Come si sono rapportati col parco gli oltre venticinque artisti internazionali invitati? E soprattutto come hanno reso le loro opere attivabili? L’inglese Roger Hiorns (classe 1975) ha rianimato un’opera creata in precedenza con un giovane performer nudo che col suo corpo affusolato rende “fluido” un vecchio motore di un aereo da guerra, diventando a tratti un’unica entità. Un’opera che mette in relazione la durezza e la rigidità industriale della macchina con la vitalità e il calore del corpo umano, la staticità di un oggetto con la vita fisica, la giovinezza con l’obsolescenza. Hiorns ha anche creato un’installazione con due grandi bidoni industriali che, una volta attivati, si riempiono di schiuma che dopo poco fuoriesce copiosa. I visitatori sono invitati ad avvicinarsi, a interagire e a giocare con la schiuma — per la gioia dei bambini — che, diamo per scontato, sia 100% biodegradabile, visto che poi finisce nel suolo e probabilmente nella bocca di ragazzini e ragazzine.
Sembrano aver interpretato alla lettera il tema del progetto il duo, nel lavoro e nella vita, Sarah (classe 1981) & Charles (classe 1979), con Puppetry & Puppets del 2022. Si tratta di un piccolo, scarno e bianchissimo teatro per burattini pronto all’uso. I visitatori possono attivare quel dispositivo scenico con uno spettacolino per loro stessi o per chiunque si trovi a passarci davanti. Ad aver forse sottovalutato il contesto in cui avrebbe collocato le sue opere è l’artista polacca Zuzanna Czebatul (classe 1986) coi suoi monoliti giganti, versioni XXL di droghe da party popolari. Sono strutture gonfiabili che necessitano di una costante fonte energetica per stare in piedi. Un dispendio energetico inutile che però l’artista ci tiene a precisare che corrisponde al consumo di tre frigoriferi. Tra le opere più meditative, la Mirror Room III Outdoor, 1968-2024: si tratta del lavoro dell’americana Joan Jonas (classe 1936) che ha “portato” tra i rigogliosi faggi del parco un’istallazione nata per l’interno. Tra gli specchi, che amplificano la forza debordante della natura, un video racconta alcune sue azioni storiche e pioneristiche che come ci suggerisce Pieter Boons, del team curatoriale, «sono performance effimere che qui hanno nuova vita». Tra le azioni più politicamente rilevanti troviamo le bandiere nere sventolate per ore della coreografa e performer Ula Sickle (classe 1978).

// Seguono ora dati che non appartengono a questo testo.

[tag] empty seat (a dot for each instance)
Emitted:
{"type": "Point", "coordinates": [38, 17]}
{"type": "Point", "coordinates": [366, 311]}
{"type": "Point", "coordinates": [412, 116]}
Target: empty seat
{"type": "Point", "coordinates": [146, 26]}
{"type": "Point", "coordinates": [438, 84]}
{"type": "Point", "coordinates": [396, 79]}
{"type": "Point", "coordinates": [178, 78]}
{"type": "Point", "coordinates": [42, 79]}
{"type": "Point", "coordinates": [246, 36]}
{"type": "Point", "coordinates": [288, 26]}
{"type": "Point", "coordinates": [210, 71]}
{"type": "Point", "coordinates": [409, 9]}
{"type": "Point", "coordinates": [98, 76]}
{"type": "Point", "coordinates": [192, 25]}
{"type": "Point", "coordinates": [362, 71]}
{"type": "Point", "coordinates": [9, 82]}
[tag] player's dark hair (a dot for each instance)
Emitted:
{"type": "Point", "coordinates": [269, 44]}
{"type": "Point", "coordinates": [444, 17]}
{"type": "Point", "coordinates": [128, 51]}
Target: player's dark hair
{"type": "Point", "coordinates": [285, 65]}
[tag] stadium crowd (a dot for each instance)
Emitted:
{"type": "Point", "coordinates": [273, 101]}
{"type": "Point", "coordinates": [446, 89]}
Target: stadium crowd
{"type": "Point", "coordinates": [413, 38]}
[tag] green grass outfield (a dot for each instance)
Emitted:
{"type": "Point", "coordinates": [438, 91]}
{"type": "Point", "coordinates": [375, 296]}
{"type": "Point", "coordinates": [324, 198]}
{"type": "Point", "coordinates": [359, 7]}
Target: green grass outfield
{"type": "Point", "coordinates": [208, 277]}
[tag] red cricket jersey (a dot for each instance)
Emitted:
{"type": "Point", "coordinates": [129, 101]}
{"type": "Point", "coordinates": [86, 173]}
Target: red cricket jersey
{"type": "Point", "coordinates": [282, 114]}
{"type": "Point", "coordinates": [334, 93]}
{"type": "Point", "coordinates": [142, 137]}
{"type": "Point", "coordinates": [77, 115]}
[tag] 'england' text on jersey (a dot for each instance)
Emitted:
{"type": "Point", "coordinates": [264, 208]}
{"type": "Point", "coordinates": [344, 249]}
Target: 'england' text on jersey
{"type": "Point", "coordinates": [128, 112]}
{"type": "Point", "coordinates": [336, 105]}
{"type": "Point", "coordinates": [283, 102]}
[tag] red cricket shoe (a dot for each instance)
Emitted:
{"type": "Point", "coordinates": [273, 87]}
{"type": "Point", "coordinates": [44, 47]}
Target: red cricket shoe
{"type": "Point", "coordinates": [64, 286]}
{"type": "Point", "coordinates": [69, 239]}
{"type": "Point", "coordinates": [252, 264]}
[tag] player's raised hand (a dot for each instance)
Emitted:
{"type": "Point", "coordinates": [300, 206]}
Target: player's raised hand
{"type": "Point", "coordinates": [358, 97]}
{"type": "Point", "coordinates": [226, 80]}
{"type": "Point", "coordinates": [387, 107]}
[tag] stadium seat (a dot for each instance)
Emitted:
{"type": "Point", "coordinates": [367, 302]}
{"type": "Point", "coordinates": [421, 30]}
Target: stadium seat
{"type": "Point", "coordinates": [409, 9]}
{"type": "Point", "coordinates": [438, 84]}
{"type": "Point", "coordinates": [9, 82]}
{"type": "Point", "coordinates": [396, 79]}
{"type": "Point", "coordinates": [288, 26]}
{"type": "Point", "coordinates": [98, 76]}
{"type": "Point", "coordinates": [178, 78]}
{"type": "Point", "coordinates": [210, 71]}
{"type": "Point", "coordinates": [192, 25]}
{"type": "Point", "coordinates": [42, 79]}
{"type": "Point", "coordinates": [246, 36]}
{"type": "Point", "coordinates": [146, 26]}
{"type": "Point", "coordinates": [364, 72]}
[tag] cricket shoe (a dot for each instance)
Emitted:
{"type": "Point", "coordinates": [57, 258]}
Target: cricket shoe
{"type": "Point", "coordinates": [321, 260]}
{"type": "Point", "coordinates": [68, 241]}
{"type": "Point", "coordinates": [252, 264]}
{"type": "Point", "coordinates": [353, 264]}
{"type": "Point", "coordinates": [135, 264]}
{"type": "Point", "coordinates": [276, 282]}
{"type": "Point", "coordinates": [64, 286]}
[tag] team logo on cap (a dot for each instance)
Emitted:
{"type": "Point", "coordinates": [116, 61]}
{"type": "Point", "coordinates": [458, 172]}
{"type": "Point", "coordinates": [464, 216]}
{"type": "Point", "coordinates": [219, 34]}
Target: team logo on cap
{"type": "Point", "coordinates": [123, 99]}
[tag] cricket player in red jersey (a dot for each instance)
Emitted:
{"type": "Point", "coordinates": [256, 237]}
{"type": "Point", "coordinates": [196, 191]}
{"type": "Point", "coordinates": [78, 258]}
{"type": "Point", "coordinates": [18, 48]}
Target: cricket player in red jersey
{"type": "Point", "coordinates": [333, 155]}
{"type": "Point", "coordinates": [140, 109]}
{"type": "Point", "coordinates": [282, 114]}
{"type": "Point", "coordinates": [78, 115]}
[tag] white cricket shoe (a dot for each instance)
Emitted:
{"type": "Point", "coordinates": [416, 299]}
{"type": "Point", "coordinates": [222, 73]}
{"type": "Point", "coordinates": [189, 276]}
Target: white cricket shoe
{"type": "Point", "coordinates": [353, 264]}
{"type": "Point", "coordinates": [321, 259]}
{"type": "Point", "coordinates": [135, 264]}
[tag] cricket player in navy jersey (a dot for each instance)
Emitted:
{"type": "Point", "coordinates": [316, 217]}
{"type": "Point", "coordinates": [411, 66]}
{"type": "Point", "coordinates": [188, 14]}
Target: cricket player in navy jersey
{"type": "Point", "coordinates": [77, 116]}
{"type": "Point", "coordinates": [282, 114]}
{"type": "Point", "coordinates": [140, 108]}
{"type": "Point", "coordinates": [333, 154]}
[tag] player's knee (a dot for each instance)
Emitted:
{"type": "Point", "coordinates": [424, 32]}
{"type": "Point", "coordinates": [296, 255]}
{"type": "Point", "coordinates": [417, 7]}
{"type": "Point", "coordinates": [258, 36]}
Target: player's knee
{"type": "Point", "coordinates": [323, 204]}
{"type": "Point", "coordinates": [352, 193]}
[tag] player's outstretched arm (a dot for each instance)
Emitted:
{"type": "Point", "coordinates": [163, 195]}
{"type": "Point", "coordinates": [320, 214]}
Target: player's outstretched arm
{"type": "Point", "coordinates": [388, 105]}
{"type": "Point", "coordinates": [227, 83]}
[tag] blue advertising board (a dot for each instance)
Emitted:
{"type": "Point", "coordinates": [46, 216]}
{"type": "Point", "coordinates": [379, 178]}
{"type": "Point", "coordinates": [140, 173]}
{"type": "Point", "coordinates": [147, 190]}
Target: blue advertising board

Bandiere nere come simbolo di protesta e resilienza dove il gesto individuale si fa responsabilità collettiva e universale.
Dopo un lungo tour nel parco accompagnati dalla direttrice del museo — con grande umiltà e sano pragmatismo ci svela che col suo team si occupa anche di raccogliere gli escrementi degli animali che popolano il parco — ammirando le centinaia di opere in permanenza (di, tra gli altri, Marino Marini, Roman Signer, Luciano Fabro, Antony Gormley, Franz West, Dan Graham, Andrea Zittel, Atelier Van Lieshout, Rossella Biscotti, Camille Henrot), ci spostiamo a DE SINGEL. Di fronte a uno degli edifici dell’imponente complesso architettonico l’artista nigeriana Temitayo Ogunbiyi (classe 1984) ha realizzato una sorta di playground dove le sculture diventano strutture per far interagire i bambini, e alcune aree verdi, con la collaborazione di un architetto del paesaggio, sono state trasformate in piccoli giardini edibili. Si tratta, ci racconta Hendrik Storme, direttore artistico di DE SINGEL, di 700 metri quadrati di asfalto convertiti in superfice verde. «Il mio desiderio», ha affermato l’artista, «è che ogni persona trovi un momento di silenzio e di pace in questo terreno ora fertile». L’opera ambientale rientra nel più ampio progetto del circuito d’arte “On Sculpture, fatto di installazioni permanenti, ed è collocata non molto distante dall’installazione monumentale Ballard Garden di Dominique Gonzales-Foerster del 2014: una suggestiva e malinconica piscina vuota, sporca e consumata dal tempo e sei giganti piedistalli in cemento.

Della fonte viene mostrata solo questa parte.